We will make a fix for that. We are working on moving to deployment instead of pod #195. After #195 is complete this kind of errors should never appear.

[Nuru]

Thank you for getting this fixed. I understand why the operator rejects the changes EKS made, and I expect you are right that switching to a Deployment will provide a clean fix.

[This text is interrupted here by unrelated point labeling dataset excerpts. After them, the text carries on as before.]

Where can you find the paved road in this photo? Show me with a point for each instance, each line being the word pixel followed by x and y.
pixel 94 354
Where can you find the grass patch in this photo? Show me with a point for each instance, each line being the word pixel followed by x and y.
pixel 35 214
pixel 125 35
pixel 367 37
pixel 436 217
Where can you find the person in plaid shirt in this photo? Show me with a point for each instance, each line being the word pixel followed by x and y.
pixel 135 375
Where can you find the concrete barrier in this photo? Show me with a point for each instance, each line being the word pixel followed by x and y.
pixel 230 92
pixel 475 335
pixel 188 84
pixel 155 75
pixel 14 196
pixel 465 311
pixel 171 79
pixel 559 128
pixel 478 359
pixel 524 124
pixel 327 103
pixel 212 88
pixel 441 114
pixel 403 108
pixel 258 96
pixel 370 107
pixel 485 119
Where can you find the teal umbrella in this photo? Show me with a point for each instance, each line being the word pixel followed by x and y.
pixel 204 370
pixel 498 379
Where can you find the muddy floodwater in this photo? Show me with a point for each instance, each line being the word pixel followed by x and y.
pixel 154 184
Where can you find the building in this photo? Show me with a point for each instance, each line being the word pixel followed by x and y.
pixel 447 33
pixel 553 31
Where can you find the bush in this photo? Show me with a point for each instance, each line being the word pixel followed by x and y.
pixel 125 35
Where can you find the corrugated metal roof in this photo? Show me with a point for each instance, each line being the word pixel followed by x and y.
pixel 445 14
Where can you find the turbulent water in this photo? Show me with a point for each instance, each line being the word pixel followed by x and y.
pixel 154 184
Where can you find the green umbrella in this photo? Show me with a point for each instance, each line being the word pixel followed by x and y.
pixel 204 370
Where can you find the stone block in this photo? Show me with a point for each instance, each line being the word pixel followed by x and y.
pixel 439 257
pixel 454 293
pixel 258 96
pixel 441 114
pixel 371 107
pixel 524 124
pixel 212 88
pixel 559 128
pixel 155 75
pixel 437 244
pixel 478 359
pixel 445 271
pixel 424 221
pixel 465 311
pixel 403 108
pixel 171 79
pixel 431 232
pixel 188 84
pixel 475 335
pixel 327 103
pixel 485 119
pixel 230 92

Do you have an ETA for fixing this? It is a blocker for us.

[johncblandii]

Any thoughts on timing here @tomaszsek? This is becoming a blocker.

[saranchand]

Is there any update on the fix for this issue. ?

[stale]

This issue has been automatically marked as stale because it has not had recent activity. It will be closed if no further activity occurs. If this issue is still affecting you, just comment with any updates and we'll keep it open. Thank you for your contributions.

[tarvip]

It is possible to workaround this issue, volumes and env variables that were added by EKS must be added to CR. It is not very elegant, but it works.

[maslakov]

is there any progress on that? this is a kind of blocker for those, who wants to develop, e.g. a custom backup to AWS, using proper IAM based solution.

[Harguer]

Hi!
Is this issue solved? I'm having problems while configuring this to have s3 bucket backups. It just not work, if i try to add manually the eks role in the annotation section "spec.serviceAccount.annotations", it start crashing and i need to remove the whole operator cdr stuff and deploy it fresh again.
https://aws.amazon.com/blogs/opensource/introducing-fine-grained-iam-roles-service-accounts/

Thanks in advance!

[Harguer]

Hello! I was wondering if there is some update here, I'm still having issues to integrate this with jenkins-operator https://eksctl.io/usage/iamserviceaccounts/

[mkyc]

Workaround is to add jenkins.io/use-deployment=true annotation to Jenkins CR.

apiVersion: jenkins.io/v1alpha2
kind: Jenkins
metadata:
  name: master
  annotations:
    "jenkins.io/use-deployment": 'true'

this will create Deployment between Jenkins CR and Pod.

I found it here

[bogdansuta]

Workaround is to add jenkins.io/use-deployment=true annotation to Jenkins CR.

I tried this, but Configuration as Code does not work any more and the seed job worker cannot connect.